KAYLEE LINDENMUTH / SENTINEL PHOTO - A pair of collapsed row homes on Ogden Street in Girardville on May 10, 2019.

By Kaylee Lindenmuth

GIRARDVILLE – The front of a pair row homes in Girardville collapsed overnight, closing a portion of sidewalk on Ogden Street, and the borough is hoping to take down the set of four soon.

According to Girardville Fire Chief Frank Zangari, the front of 15 East Ogden Street came down around 2:00am early Friday morning.

“The municipality responded quickly to take care of safety measures,” said Zangari. 

​No injuries were reported, and both homes were abandoned.

Crews taped off the remains of the building, and the borough will need to decide next steps in the near future. Borough council president Rob Krick said the borough is looking into the cost of an emergency demolition, and hopes to take action by the end of next week.

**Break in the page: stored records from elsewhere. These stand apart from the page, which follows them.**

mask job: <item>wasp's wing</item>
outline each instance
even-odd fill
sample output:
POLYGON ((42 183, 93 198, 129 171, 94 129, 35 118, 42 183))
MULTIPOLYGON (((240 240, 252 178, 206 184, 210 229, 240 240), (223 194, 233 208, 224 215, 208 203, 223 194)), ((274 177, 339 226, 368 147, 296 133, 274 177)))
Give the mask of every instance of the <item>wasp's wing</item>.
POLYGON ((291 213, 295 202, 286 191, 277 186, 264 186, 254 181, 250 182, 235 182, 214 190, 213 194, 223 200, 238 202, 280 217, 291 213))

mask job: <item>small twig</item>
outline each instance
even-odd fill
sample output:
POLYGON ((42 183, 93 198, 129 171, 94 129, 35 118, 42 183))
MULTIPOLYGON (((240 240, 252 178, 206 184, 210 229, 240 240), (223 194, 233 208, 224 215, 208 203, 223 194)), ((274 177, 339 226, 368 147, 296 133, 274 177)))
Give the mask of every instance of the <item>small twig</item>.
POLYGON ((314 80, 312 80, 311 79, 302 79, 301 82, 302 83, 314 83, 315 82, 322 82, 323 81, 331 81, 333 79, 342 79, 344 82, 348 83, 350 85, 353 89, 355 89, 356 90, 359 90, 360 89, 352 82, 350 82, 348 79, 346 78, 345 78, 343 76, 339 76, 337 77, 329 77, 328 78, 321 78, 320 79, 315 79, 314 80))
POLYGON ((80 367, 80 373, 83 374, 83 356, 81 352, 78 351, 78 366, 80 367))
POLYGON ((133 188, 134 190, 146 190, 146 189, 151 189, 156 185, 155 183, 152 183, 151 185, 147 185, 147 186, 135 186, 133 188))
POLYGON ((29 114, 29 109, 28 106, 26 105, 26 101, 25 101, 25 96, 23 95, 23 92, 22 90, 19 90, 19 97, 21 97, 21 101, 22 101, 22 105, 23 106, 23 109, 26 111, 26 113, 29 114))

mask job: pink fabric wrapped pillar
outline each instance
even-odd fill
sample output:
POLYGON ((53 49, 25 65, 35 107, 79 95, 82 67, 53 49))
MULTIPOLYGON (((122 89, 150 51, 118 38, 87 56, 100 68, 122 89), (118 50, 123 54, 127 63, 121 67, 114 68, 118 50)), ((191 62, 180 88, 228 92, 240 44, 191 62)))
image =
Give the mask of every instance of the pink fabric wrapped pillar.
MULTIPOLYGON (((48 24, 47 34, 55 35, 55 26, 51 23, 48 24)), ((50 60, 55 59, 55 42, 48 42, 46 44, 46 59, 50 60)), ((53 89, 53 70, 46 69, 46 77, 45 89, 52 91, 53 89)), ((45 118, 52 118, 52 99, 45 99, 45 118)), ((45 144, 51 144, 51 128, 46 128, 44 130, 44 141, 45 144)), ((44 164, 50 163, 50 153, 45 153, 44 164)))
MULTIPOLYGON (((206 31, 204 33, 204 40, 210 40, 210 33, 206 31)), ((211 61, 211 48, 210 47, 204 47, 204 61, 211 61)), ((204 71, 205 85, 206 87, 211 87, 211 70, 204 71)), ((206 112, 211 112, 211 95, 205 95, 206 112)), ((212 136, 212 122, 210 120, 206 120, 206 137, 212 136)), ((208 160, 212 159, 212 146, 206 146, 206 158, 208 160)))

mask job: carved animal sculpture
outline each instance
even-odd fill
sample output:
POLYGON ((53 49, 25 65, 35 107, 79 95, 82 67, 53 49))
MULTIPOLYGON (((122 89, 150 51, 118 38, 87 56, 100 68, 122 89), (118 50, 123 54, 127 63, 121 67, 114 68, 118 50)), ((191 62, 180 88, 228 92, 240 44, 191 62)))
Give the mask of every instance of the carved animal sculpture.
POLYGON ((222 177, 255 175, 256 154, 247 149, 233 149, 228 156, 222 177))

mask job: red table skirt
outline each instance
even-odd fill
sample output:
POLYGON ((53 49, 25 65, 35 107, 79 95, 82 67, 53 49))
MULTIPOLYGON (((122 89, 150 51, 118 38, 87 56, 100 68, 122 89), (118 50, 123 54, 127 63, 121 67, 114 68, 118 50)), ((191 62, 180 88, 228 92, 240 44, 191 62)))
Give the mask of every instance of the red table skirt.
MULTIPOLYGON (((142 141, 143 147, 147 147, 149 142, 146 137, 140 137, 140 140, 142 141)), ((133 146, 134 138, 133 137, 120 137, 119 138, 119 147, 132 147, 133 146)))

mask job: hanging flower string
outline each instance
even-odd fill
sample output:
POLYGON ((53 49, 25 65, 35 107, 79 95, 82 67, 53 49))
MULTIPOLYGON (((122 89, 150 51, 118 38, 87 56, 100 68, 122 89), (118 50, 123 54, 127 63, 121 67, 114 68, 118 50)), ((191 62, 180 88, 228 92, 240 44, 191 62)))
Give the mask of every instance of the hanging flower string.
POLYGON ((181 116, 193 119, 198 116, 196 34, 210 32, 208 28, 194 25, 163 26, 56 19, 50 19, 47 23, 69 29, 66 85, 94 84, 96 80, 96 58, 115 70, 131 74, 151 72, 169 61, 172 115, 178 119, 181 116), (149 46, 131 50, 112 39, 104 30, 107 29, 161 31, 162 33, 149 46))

​”I think it’s pretty clear we’re going to have to take some action,” said Krick. “We’re probably going to take four of them down.”

KAYLEE LINDENMUTH / SENTINEL FILE PHOTO – Paul Macknosky, left, director of the DCED northeast regional office, speaks to Girardville council president Rob Krick, right, about blighted properties on Ogden Street on July 30, 2018. The homes at the center of the photo collapsed on May 10, 2019.

The collapse is the second in just over two weeks in the borough, the prior occurring on West Main Street. The block of row homes in Ogden Street has also been a key issue in the borough’s fight against blight. As of last summer, all but four homes in the row were abandoned. Krick, then, spoke about the row during a blight committee tour of town last July.

“We have to come up with strategies, like on Ogden Street where we have a group of blighted properties, we’ve got to be able to try to get ahold of them and own all of them, so that the demo project can make sense and we can take down about eight houses,” Krick said then. A week after that blight committee meeting, Krick, Senator David G. Argall, and a group from the Department of Community and Economic Development visited the properties.

The cost of a building demolition can range from $10,000 to $80,000 or more, a cost local borough’s aren’t prepared to absorb. The Main Street demolition cost the borough $20,000, Krick said.